Clark took a half step back, peering into the case as well. The ring Jason and Kala were entranced by was a large emerald with a small diamond on each side, in a very unusual white gold setting. “May I see that one?” Clark asked, both little faces turning up to his in surprise.
“The Victorian?” the salesclerk said. “Certainly.” He brought the ring out and placed it in front of Clark, who immediately picked it up and held it where the twins could see it better.
“Wow,” they both whispered in tones of awe.
“It’s so green,” Kala said in a hushed voice, full of wonder.
“And it’s got little sparklies,” Jason added, noticing the six even smaller diamonds around the main stones.
It was a very deep color, for an emerald. Almost the same shade as kryptonite, in fact – Clark chuckled. Why not? Superman only has two weaknesses – that crystal, and Lois Lane. Although she’s more asset than liability, she does make me go weak in the knees with a smile or a look … or a red satin nightgown… “Do you think Mommy will like it?”
“Yeah!” came the chorused reply. Jason nodded with excitement, “Buy it, Daddy!”
“All right, then,” Clark said with a laugh. Their enthusiasm was infectious. He was going to do this. He was going to ask Lois to marry him. Only then did he hand the ring confidently back to the clerk – and see the price tag. WHOA!
Lois had walked into the afternoon editors’ meeting with an air of dread, and not just because Kent was driving her Audi today. No, the sick feeling in her gut was because she loathed meetings – she hated being an administrator, period. She had no problems managing people and running her department, it was just the endless networking and infighting and mounds of bloody paperwork that annoyed her.
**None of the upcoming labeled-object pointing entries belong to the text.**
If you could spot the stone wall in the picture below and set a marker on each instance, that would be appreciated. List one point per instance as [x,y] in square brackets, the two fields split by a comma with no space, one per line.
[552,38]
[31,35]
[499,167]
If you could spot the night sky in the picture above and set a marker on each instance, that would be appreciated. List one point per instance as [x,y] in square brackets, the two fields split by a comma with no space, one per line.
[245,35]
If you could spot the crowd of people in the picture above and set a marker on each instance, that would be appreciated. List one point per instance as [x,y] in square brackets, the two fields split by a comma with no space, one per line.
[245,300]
And everyone knew it.
She was one of only two women in this meeting, the other being the Features editor. Lois was also the youngest person here; had Richard been in the office, that would make a total of three people in the room under the age of forty. In the newspaper world, management was still very much an old-boy’s network.
The amusing thing was, no one turned a hair at Lois’ presence. She was mainly running the single most important department in the paper; without City, they might as well be a magazine. Perry still maintained nominal control of the department as well as being Editor-in-Chief, but everyone knew he was grooming Lois for his job. She would never admit it, and argued vehemently against the idea, claiming to be nothing more than a reporter with lots of seniority and an office.
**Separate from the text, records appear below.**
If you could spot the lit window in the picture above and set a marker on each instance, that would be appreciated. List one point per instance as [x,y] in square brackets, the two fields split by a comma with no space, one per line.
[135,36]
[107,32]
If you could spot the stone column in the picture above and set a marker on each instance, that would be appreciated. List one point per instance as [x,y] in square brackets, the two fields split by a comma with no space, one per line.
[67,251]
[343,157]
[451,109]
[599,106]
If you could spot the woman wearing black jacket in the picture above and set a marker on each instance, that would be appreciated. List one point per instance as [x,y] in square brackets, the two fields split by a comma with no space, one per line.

The other editors knew the truth, and respected it. Most of them had known Lois since she was a hot-tempered teenager working in the mail room, and while she was clearly Perry’s favorite, it was just as clear that he made her life more difficult instead of less so. Like right now…
“And Lois, are you going to hand in that fourth editorial or do I have to pawn it off on someone else?” Perry asked gruffly. “Hell, I thought you’d like doing editorials. You’ve raised bitching at people for their stupidity to a fine art, why are you so reluctant to do it in print?”
In reply, took two typed pages out of the folder she was carrying and dropped them unceremoniously in front of him. Perry started to skim through it, then slowed down and read it thoroughly, his eyebrows rising. The rest of the management staff tried to crane their heads around for a better look. Anything that both impressed and surprised the Chief was interesting to them…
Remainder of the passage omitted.